Find the closest point on a graph to coordinates $(2;0.5)$

Question

My English isn't the best, but hopefully you will understand my question!

The question is as followed:

Find the point on $y=x^2$ that is closest to $A=(2;0.5)$

I'm gratefull for any advice, tips or answers.
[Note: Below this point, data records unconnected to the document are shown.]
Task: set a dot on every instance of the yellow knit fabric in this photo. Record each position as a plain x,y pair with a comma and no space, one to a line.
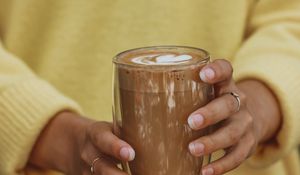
57,54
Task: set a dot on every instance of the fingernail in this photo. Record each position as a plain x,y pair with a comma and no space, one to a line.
196,148
195,121
208,171
127,153
207,74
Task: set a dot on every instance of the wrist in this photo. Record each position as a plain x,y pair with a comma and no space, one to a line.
58,141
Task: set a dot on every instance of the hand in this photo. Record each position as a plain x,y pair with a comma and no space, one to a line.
241,131
70,143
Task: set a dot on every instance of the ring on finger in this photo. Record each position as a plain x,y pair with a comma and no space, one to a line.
93,165
237,97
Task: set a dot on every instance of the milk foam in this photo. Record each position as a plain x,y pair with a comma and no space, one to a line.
160,59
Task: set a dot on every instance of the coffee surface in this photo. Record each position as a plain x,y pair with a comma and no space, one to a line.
155,105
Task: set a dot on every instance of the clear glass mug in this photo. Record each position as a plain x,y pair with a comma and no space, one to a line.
151,104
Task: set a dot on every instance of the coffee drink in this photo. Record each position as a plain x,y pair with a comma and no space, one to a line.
156,89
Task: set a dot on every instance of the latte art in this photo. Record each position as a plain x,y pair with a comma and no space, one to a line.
161,59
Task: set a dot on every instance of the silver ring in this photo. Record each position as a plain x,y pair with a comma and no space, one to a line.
93,164
237,97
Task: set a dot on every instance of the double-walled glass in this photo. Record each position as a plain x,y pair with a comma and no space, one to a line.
151,104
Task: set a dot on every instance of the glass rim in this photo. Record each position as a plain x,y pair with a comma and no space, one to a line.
205,59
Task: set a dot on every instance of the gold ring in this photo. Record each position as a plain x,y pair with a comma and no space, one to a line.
93,164
237,97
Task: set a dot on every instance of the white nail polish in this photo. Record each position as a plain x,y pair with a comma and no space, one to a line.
131,154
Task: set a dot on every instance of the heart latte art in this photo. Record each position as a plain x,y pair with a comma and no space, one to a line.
161,59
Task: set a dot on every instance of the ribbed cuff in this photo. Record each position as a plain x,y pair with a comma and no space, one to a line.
25,108
282,77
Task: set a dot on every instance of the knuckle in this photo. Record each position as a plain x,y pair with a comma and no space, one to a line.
231,104
233,134
243,98
83,156
209,143
238,160
219,168
249,120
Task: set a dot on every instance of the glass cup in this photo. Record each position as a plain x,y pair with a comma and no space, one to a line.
155,90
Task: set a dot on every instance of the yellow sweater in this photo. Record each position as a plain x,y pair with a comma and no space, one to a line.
56,55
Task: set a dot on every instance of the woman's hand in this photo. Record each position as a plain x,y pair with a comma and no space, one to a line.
241,130
71,143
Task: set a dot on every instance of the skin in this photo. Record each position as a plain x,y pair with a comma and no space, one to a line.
70,143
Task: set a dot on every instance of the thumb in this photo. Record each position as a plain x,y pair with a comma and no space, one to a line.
101,135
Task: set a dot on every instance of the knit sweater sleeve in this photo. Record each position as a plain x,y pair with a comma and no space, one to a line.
271,54
27,103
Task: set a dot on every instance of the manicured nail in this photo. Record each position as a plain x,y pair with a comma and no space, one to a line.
195,121
196,148
207,74
208,171
127,153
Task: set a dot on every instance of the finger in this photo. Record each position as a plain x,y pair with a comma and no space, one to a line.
103,166
215,111
232,159
219,70
227,136
103,138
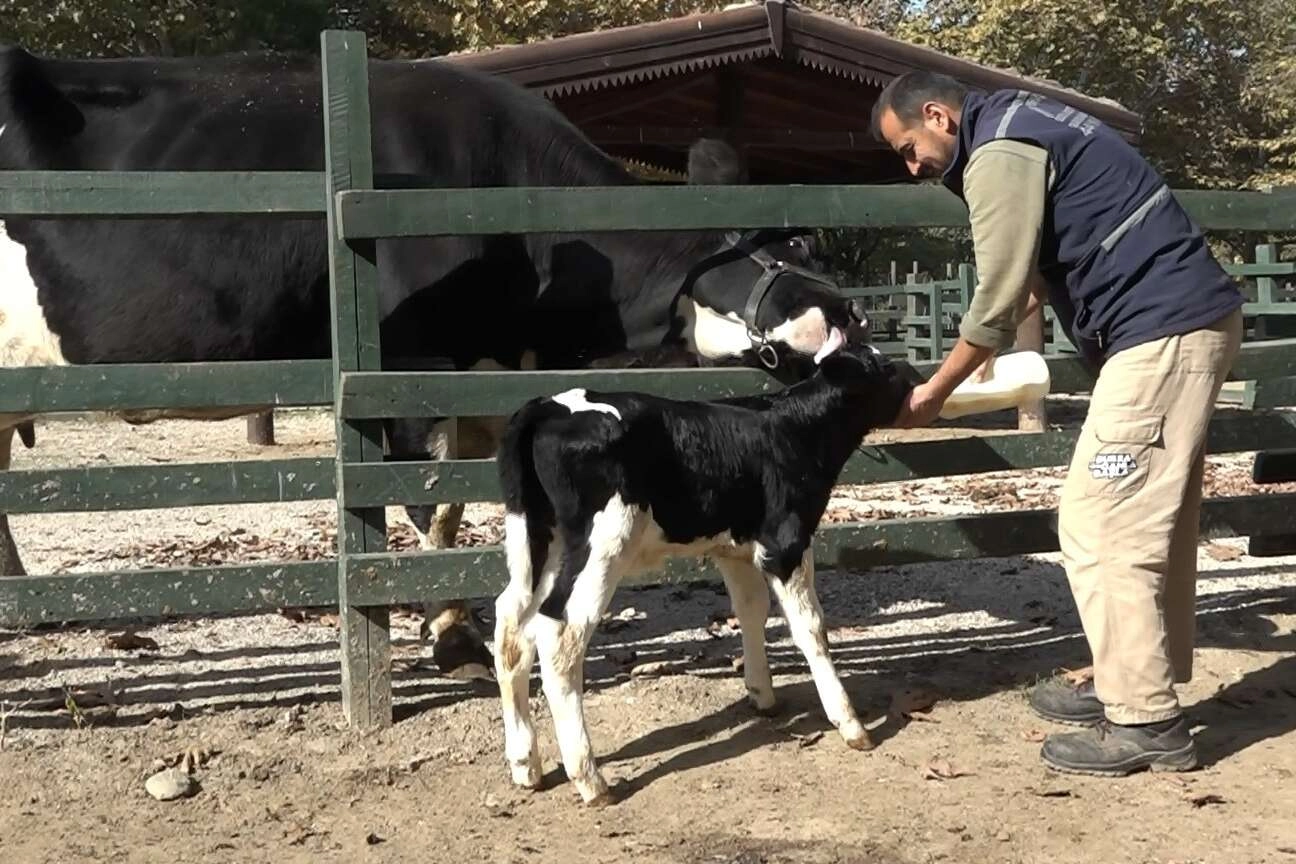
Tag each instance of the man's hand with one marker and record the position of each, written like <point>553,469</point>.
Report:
<point>925,400</point>
<point>922,407</point>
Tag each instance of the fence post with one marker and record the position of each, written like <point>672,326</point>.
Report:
<point>353,281</point>
<point>261,428</point>
<point>911,319</point>
<point>936,310</point>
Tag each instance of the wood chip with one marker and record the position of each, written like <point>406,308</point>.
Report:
<point>1050,793</point>
<point>1221,552</point>
<point>659,669</point>
<point>130,641</point>
<point>913,701</point>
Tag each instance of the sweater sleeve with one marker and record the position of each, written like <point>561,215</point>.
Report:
<point>1005,185</point>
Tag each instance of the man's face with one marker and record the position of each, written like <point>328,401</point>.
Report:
<point>928,145</point>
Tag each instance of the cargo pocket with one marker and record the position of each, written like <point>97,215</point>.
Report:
<point>1121,452</point>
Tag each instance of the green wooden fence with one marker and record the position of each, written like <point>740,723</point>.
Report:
<point>364,579</point>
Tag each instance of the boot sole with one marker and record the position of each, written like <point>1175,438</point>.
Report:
<point>1069,719</point>
<point>1172,761</point>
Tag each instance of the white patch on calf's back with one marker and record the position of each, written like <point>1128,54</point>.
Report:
<point>576,402</point>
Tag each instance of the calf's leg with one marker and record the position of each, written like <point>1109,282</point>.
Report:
<point>805,621</point>
<point>515,650</point>
<point>749,592</point>
<point>563,643</point>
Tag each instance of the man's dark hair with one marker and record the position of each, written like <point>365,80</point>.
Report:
<point>906,95</point>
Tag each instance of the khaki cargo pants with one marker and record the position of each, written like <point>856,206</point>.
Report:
<point>1129,514</point>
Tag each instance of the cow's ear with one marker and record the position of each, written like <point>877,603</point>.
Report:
<point>31,99</point>
<point>714,163</point>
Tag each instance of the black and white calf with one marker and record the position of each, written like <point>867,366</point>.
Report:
<point>603,485</point>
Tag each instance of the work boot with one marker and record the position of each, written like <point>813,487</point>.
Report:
<point>1060,701</point>
<point>1112,750</point>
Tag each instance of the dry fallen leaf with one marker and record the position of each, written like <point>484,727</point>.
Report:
<point>128,641</point>
<point>1202,801</point>
<point>941,770</point>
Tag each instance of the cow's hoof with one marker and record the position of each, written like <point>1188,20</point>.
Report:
<point>460,653</point>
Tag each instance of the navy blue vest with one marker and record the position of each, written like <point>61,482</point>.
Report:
<point>1124,262</point>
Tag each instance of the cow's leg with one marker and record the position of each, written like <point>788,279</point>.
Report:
<point>749,593</point>
<point>805,622</point>
<point>458,647</point>
<point>563,643</point>
<point>11,564</point>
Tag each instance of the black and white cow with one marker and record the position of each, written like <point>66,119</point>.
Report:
<point>139,290</point>
<point>600,486</point>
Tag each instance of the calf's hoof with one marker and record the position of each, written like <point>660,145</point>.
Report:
<point>526,773</point>
<point>857,736</point>
<point>595,793</point>
<point>763,702</point>
<point>460,653</point>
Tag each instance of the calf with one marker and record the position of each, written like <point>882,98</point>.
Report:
<point>603,485</point>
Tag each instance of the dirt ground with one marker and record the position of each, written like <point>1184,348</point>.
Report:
<point>703,779</point>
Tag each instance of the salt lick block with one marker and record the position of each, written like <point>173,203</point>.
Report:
<point>1015,380</point>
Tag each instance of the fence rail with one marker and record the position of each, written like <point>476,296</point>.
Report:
<point>363,578</point>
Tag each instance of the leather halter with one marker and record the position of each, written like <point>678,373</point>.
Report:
<point>771,270</point>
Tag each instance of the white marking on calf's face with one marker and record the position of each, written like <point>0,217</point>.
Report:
<point>576,402</point>
<point>712,334</point>
<point>806,333</point>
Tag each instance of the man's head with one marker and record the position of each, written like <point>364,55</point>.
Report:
<point>918,114</point>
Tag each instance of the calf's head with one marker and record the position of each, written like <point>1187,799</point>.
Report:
<point>870,380</point>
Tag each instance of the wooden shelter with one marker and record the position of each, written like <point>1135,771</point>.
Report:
<point>789,87</point>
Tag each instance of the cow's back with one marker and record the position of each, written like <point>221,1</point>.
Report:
<point>255,288</point>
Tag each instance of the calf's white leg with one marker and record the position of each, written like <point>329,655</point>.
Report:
<point>515,649</point>
<point>749,592</point>
<point>563,644</point>
<point>805,621</point>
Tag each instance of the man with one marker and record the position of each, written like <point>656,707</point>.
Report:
<point>1063,209</point>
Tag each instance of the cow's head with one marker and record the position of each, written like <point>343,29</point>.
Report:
<point>760,295</point>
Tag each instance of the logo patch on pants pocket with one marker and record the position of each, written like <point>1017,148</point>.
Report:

Thank you!

Answer 1

The equation of normal line to $y=x^2$ at the point $x_0$ is: $$y=x_0^2-\frac{1}{2x_0}(x-x_0)$$

The normal line must pass through the point $(2,0.5)$, so:

$$0.5=x_0^2-\frac{1}{2x_0}(2-x_0) \Rightarrow x_0=1\Rightarrow y_0=1.$$

Finally, the distance between the points $(2,0.5)$ and $(1,1)$ is:

$$d=\sqrt{(2-1)^2+(0.5-1)^2}=\frac{\sqrt{5}}{2}.$$

Answer 2

The distance from $(x,x^2)$ to $(2,\frac12)$ is $\sqrt{(x-2)^2+(x^2-\frac12)^2}$. Hence it suffices to minimize the square of the distance which is $$(x-2)^2+(x^2-\frac12)^2 = x^2-4x+4+x^4-x^2+\frac14 = x^4-4x+\frac{17}{4}.$$

To do this we can take the derivative, $4x^3-4$, and set it to zero, which yields $x^3-1 = 0$ so $x = 1$. Indeed this is a minimum because the second derivative, $12x^2$, is positive at $x = 1$.

Plugging in $x = 1$ into the original distance formula we obtain $\frac{\sqrt{5}}{2}$.

Answer 3

the distance is given by $$\sqrt{(x-2)^2+(y-1/2)^2}$$ where $$y=x^2$$ and you can differentiate this with respect to $x$